Güncelleme Tarihi:
Altun, Hürriyet’e özetle şu değerlendirmeyi yaptı:
“Kamışlı’nın mutabakata dahil edilmemesinin nedeni, şehrin halihazırda Rus ve rejim askerlerinin kontrolünde olduğu gerçeğidir. Orada bizimle karşı karşıya gelmeyi arzu etmiyorlar. Biz de benzer bir düşünce içerisindeyiz. En başından beri Kamışlı ile ilgili durum böyleydi aslında. PKK/YPG’lilerin Kamışlı’da konuşlanacağı doğru değil çünkü oradan da çıkmaya başladılar. Rusya bunun garantörü olacaktır.
(Türkiye, Esad’ı dolaylı da olsa tanımak zorunda kaldı iddiası) Mutabakattan böyle bir sonuç çıkarmak ne kadar zorlansa da mümkün değil.
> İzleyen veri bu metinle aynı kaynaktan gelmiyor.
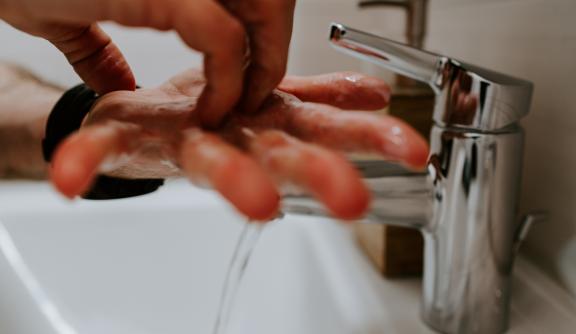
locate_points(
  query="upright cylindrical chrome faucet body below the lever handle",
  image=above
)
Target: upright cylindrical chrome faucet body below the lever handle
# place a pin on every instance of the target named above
(470, 241)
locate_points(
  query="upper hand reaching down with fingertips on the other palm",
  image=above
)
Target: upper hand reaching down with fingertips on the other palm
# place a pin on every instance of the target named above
(218, 28)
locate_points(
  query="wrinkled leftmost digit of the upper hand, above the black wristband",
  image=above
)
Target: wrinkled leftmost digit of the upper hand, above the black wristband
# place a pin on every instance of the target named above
(95, 58)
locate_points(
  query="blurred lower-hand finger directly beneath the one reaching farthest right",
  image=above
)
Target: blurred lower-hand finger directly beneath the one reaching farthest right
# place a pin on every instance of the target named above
(323, 173)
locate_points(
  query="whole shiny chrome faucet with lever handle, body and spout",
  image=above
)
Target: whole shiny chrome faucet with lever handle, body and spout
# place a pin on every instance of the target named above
(465, 204)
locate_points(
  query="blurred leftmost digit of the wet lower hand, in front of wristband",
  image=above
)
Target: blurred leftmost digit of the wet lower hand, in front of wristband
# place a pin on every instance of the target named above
(79, 158)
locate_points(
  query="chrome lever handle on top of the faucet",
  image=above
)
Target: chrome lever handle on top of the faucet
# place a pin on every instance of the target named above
(492, 101)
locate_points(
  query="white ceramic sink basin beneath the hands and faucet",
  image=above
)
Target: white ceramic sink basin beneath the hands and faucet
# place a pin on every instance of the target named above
(156, 265)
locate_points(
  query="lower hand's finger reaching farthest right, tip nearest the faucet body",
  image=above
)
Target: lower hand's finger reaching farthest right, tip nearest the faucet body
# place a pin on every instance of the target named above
(358, 132)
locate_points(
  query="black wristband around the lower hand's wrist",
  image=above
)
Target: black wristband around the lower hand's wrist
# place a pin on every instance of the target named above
(66, 118)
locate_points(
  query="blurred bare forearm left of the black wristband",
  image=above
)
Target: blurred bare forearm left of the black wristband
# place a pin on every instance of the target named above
(25, 103)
Söz konusu mutabakat muhtırasında Türkiye ve Rusya’nın ortaklaşa gerçekleştirecekleri bir dizi eylem planı söz konusudur. Ancak maddelerden hiçbirinde Türkiye ile Suriye rejim birliklerinin birlikte hareket edecekleri yönünde bir anlaşma yok. Burada ortak hareket etmediğimiz bazı noktalarda Rusya, yanına rejim birliklerini almak isteyebilir ki bu da onların bileceği bir husustur. Biz kabul etmesek de Rusya ile rejim ilişkileri her zaman devam etmiştir. Yani Rusya ile Suriye rejiminin ilişkileri kesilmiş ve bu mutabakat sonrasında tamir edilmiş diye bir durum söz konusu değil.
TAKİPÇİSİ OLACAĞIZ
PKK/YPG güvenli bölge olarak adlandırdığımız hat boyunca her yerde 30-35 kilometre arasında sınırın gerisine çekilecek. Bu çok net bir sonuç. Tüm sınır boyunca bu durum söz konusu. 10 kilometrelik alanlar sadece Türkiye ile Rusya’nın birlikte devriye alanı olarak nitelendirilen bölgeler. O da her noktada değil biliyorsunuz. Rusya, YPG’nin 30 kilometre derinliğe çekilmesini taahhüt etmiştir. Bunun takipçisi biz olduğumuz kadar Rusya da olacaktır. Dolayısıyla ortak devriye alanları ile PKK/YPG’nin çekilme sahasını birbiriyle karıştırmamak gerekir. Türkiye’nin nihai hedefi, Suriye topraklarına girmek değil, PKK/YPG ve diğer terör unsurlarını temizlemektir. Türkiye hem Rusya hem de ABD ile önemli ilişkilere sahip bir devlettir. Bu ilişkilerde çıkan pürüzleri de diplomasi ve gerektiğinde askeri operasyonlarla düzeltmeye çalışıyoruz. Mutlak müttefiklik kavramının anlamını yitirdiği günümüzde Türkiye de kendi ve bölge çıkarlarına uygun şekilde ilişkiler geliştirip sonuç alıyor.
ÇOKLU MÜTTEFİKLİK
Türkiye’nin ABD ve Rusya ile anlaşma yapması, ilişkilerini geliştirmesi birbirini dışlamak zorunda değil. Çoklu müttefiklik anlayışı içerisinde Türkiye iki taraftan birini seçmek durumunda değildir. Kendi bağımsız politikalarımız var ve bunları uygulamak için sonuna kadar mücadele ediyoruz. ABD ya da herhangi bir güç, kendi çıkarlarımız ve ulusal güvenliğimize tehdit olan konularda verdiğimiz bu bağımsızlıkçı mücadeleye karşı bize yaptırım uygulama ya da ilişkileri kötüleştirme tehdidinde bulunacaksa kendileri kaybederler. Güvenli bölgenin önemli bir kısmında Suriye Milli Ordusu var. Soçi mutabakatı ile buradan Türk askerinin ya da Suriye Milli Ordusu güçlerinin çekilmesi söz konusu değil. Geri kalan bölgelere gelince; PKK/YPG çekildikten sonra bir bölümünde Türk-Rus birlikleri ortak devriye gezecekler, geri kalan bölüm de Rusya’nın kontrolünde PKK/YPG’siz bir alan olacak. O alanın durumu Rusya ile Suriye arasındaki bir konu başlığıdır. Bizim için önemli olan o alanda PKK/YPG’nin olmamasıdır.”